##Exploratory Data Analysis - Basic

Firstly lets import the libraries that we will need for our data analysis. 

 - *Numpy* - Advanced mathematical functions and linear algebra
 - *Pandas* - Data analytics and easy CSV input / output
 - *Matplotlib* - Basic plotting functionality
 - *Seaborn* - "Snazzier" plots - automatically updates matplotlib plots

In [None]:
import numpy as np
import pandas as pd
import matplotlib
import matplotlib.pyplot as plt
import seaborn as sns

%matplotlib inline

pd.options.mode.chained_assignment = None  # default='warn'
pd.set_option('display.max_columns', 500)

##Read in the the train, test and macro data

The pandas package that we read in above, comes with a function (pandas.read_csv) which reads in a csv file and turns it into and pandas dataframe.  pandas comes with functions for reading in many types of data, json, excel, sas and other.  See http://pandas.pydata.org/pandas-docs/version/0.20/io.html for further details. 

In [None]:
train_df = pd.read_csv('../input/train.csv', parse_dates=['timestamp'])
test_df = pd.read_csv('../input/test.csv', parse_dates=['timestamp'])
macro_df = pd.read_csv('../input/macro.csv', parse_dates=['timestamp'])
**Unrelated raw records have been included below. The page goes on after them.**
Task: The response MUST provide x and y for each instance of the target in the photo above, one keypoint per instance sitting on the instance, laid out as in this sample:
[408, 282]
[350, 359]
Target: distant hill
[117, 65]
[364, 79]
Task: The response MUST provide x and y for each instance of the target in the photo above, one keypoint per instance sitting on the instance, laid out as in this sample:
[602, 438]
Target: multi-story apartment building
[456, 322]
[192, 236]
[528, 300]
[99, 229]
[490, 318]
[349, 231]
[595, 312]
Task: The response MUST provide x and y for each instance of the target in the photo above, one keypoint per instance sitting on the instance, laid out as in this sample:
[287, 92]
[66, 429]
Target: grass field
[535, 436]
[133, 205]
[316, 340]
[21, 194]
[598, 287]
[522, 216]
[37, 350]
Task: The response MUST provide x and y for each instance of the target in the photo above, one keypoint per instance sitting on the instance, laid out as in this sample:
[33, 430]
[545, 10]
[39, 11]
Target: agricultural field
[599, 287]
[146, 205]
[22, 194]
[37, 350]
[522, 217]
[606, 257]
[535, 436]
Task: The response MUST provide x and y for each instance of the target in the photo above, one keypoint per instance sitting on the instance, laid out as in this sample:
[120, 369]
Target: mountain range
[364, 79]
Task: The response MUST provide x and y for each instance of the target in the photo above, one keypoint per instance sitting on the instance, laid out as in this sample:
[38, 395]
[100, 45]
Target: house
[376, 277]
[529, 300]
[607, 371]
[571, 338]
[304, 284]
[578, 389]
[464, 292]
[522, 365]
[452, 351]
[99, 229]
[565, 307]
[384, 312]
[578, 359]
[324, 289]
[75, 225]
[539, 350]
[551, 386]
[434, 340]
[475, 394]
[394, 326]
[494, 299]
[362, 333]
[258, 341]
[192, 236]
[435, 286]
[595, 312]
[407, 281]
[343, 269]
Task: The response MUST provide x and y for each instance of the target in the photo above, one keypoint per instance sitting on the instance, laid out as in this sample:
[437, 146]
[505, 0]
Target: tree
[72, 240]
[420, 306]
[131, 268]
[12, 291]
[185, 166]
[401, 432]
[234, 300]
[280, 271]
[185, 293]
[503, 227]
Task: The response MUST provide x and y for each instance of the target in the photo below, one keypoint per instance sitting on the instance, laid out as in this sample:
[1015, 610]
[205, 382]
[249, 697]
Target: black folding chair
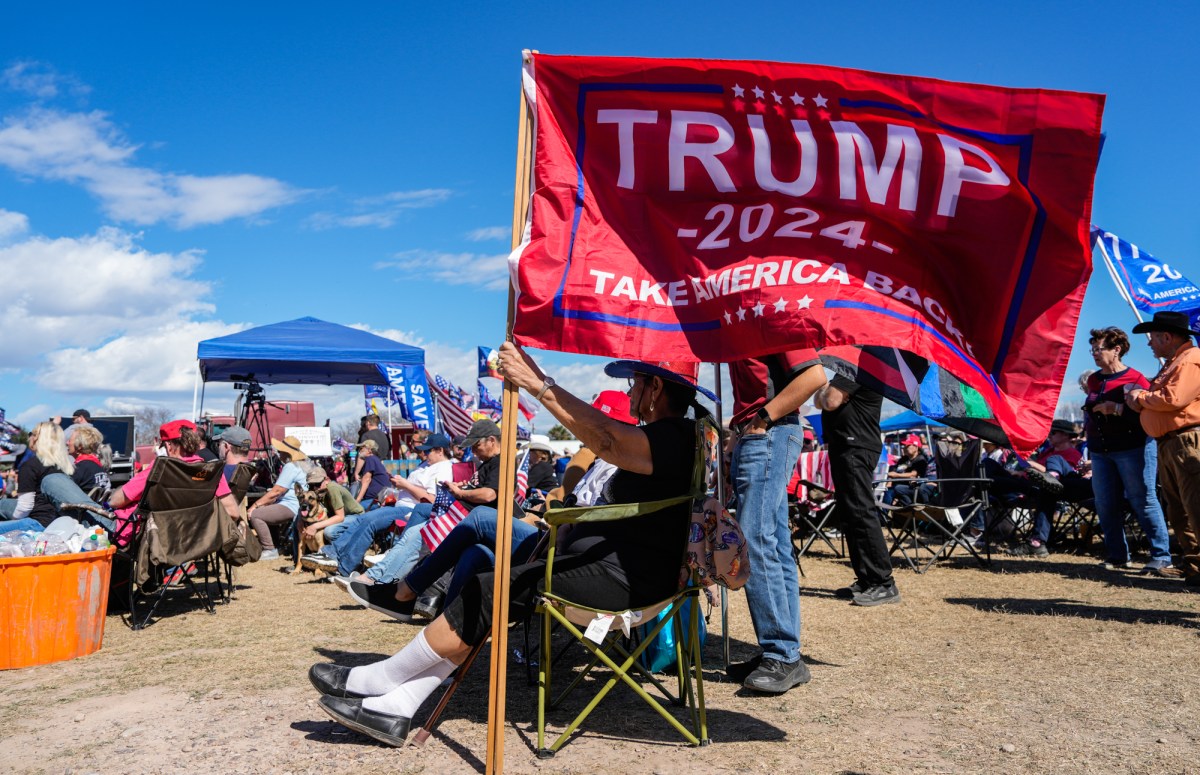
[927, 533]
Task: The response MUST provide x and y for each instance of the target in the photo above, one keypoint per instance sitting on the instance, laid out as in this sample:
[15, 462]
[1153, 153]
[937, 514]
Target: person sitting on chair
[471, 546]
[912, 464]
[180, 439]
[617, 565]
[280, 503]
[89, 474]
### Look at the head and tail of the data

Lets start by looking at the first and last few records of each data set to get a feel for what they look like.  If you are used to R,  using 'head' and 'tail' to inspect the first few or last few records of a data frame will be familiar to you.  In R, they are functions and you use them as such e.g. head(train_df).  In pandas, they are methods and you use them by typing them after the object you wish to apply them to.  For example if your object is 'df_', you would type df_.head()

In [None]:
# Fill in the line of code below so that it applies the head() method to train_df
# The default is to show the first 5 records.  
# Type a number in the brackets (e.g. head(10)) to override the default
# What number does the row numbering start from?
# Are there any missing values (NaN is the symbol for Not A Number - and represents missing values)?

train_df. 

In [None]:
train_df.tail() # this will show us the last five records in the training set

Already we are getting a feel for the data - note that NaN is short for Not a Number and represents missing data.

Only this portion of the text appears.